Categories: Uncategorized

It may have been treason, but not a coup

What happened Wednesday, Jan. 6, in the nation’s capital was ugly, a stain on democracy, treasonous on the part of some of those who breached the Capitol and invaded the Rotunda.

Some of the mob gets inside. (Photo: ABC News)

But it was no more a “coup” than the James Throckmorton Middle School production of “1776.”

Here is a standard definition of coup d’etat:

“A sudden and decisive action in politics, especially one resulting in a change of government illegally or by force.”

Like fingerprints, every coup is different, but most share some characteristics.

Force is one of them. Usually, they are backed by the military, by the people who have the biggest guns.

There was no military involvement 1/6/21. Except to break it up.

Even without the military, those attempting to seize the government usually are heavily armed.

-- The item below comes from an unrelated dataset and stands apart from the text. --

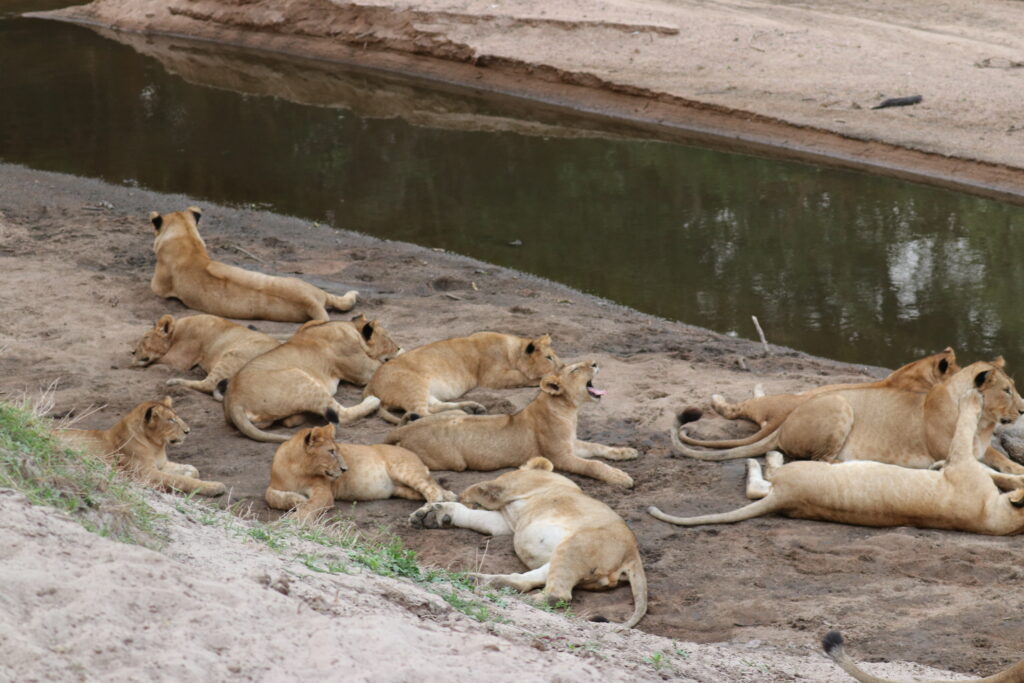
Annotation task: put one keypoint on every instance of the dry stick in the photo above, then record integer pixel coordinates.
(761, 334)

Almost none of the criminals in the Rotunda 1/6/21 had firearms. The only person shot was a protestor, an unarmed white woman named Ashli Babbitt. Capitol policeman Brian Sicknick died of wounds after being hit in the head by a fire extinguisher. 

Because protestors were unarmed, they used flag poles as spears and threw fire extinguishers instead of grenades. 

While some of the accused criminals before the protests allegedly had conspired on the internet to grab some U.S. leaders, such as Democrat Nancy Pelosi, and Republican Mike Pence, there seemed to be no concrete plan to carry out this wishful thinking.

There is zero evidence of an overall plan to capture the government, which coups usually have, along with an identifiable leader. 

One aim of a coup is to replace the leader, the president. This group of criminals already had the president. Did they think taking the Capitol would keep him in office? There is no proof of that. They were in a play-acting world of their own.

Typically in a coup, the military seizes the airport, the TV station, the newspaper, the radio, the telephone company to control the means of communication.

Had a rogue military unit smashed into the Washington Post, they would have captured an empty building. Everyone’s working from home. Pretty much the same at Washington TV news bureaus, but headquarters would have taken them off the air had they been captured, Telephone? Everyone has a cell phone and communication through internet platforms.

There was no suggestion the criminal plotters even thought about this or had developed a “plan,” such as the alleged Michigan plotters, to capture lawmakers in the Capitol.

The accused Michigan traitors are awaiting trial.

The best estimate I have seen is that there were maybe 300,000 Trump supporters in D.C. that day.

Some 1% of them, or 3,000 people, gathered on the Capitol steps, and some 1% of them breached the Capitol.

Many of them wandered through the halls like tourists, while the worst of them broke windows, vandalized offices, shit on the floors, stole government property and fought with police.

In the worst case scenario — for which there is no evidence of a credible plan — they would have “captured” the Capitol building.

And there they would have been, completely surrounded, isolated, and ready for arrest. 

This is a coup?

No, it was not. It was criminal, it was traitorous, but not an actual attempt to replace the elected government with one of its own, which is what real coups do.

So why is it called a coup by many in the news media?

Because it sounds cool — they’ve never covered a coup before. Let’s put this on the resume!

Or maybe they don’t actually know what a coup is, or because they want to paint this in the darkest terms for their own purposes.

What might those be? An obvious hatred for Donald J. Trump, of course, but let’s not overlook this scenario: The more fear they create over a nonexistent coup, the more they can shrivel your civil liberties and Constitutional right to protest — peaceably, which is what most of the Trumpsters in D.C. did. The vast majority of them fell victim to the repeated lie that the election was stolen. It is sad, but not a crime, to believe lies, and protests, even loud and ugly ones are not “coups.”

But they can be treason, and those who broke the law must be prosecuted. And will be.